Morris Manning & Martin, LLP

Eleventh Circuit Exception to the “Eight Corners Rule”

08.18.2014

On March 20, 2014, the Eleventh Circuit ruled in favor of The Continental Insurance Company (“Continental”) in an appeal from the United States District Court for the Middle of Florida brought by Composite Structures Inc. d/b/a Marlow Marine Sales (“Marlow”).  Like the lower court, the Eleventh Circuit ruled there was no obligation for Continental to defend or indemnify Marlow because of a pollution exclusion (the “Pollution Exclusion”) contained in the Continental policy issued to Marlow (the “Policy”).  The Pollution Exclusion was considered in conjunction with extrinsic evidence as to Marlow’s awareness of the claim and notice to Continental.  Accordingly, the Eleventh Circuit looked beyond the eight corners of the underlying complaint and the Policy (known as the “Eight Corners Rule”) and considered facts not contained in either document. 

In the underlying tort action, two employees aboard a ship built by Marlow allege that during the time they worked aboard the ship they were injured through excessive exposure to carbon monoxide.  They allege negligence and strict product liability claims against Marlow.  The Policy contains a Pollution Exclusion as well as a “pollution buy back” endorsement wherein, if five specific conditions are met, coverage will be afforded for a pollution claim despite the presence of the Pollution Exclusion.  The criteria at issue were the following:  1) that the occurrence be known to Marlow within 72 hours after its commencement; and 2) that the occurrence then be reported in writing to Continental within 30 days after Marlow has knowledge of the occurrence.

Marlow conceded its notice to Continental of the occurrence was not timely.  Nonetheless, Marlow argued that the Court should not consider extrinsic evidence when determining Continental’s duty to defend, and the complaint in the underlying lawsuit was silent on the notice issue.  The parties argued as to whether Florida law permitted exceptions to the Eight Corners Rule to determine whether an insurer is obligated to defend its policyholder.  Marlow unsuccessfully argued against the creation of an exception to the Eight Corners’ Rule for “undisputed facts,” claiming if such an exception exists, it would imperil the duty to defend in many cases. 

Initial concerns regarding policyholder vulnerability to immediate coverage denials and earlier litigation over payment of defense expenses were assuaged by the fact that the Eleventh Circuit opinion (the “Opinion”) was not published, but Continental, wanting to use the Opinion as precedent in other matters, filed a motion to have the Opinion published. 

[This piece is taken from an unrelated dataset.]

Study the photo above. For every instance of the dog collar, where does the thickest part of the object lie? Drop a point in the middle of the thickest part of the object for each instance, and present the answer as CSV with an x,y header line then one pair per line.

Continental argued the Opinion should be published because application of the extrinsic evidence exception to the duty to defend was one of first impression in Florida and is a recurring issue.  In its response, Marlow argued the extrinsic evidence exception contained in the Opinion is based upon well-established Florida case law and that the specialized nature of the insurance policy at issue and the unique facts involved do not warrant publication.  In reply, Continental argued that if the case law were “well established,” then Marlow’s filing of the declaratory action at the outset and its subsequent appeal to the Eleventh Circuit should be deemed frivolous.  Moreover, the central issue in the case was not the interpretation of the Policy provisions because both parties conceded the Policy provisions were unambiguous.  Rather, the issue was whether Continental could look to undisputed extrinsic facts (i.e., the date of notice by Marlow) to determine its duty to defend obligation when the undisputed facts would not normally be alleged in the complaint. 

On June 5, 2014, the Eleventh Circuit denied Continental’s Motion for Publication.  The Court did not provide an explanation for the denial, leaving the parties to speculate as to the rationale and the possible persuasive impact of the unpublished Opinion.  To date, it has not been cited by any other litigants calling into question whether the issue is truly a common one.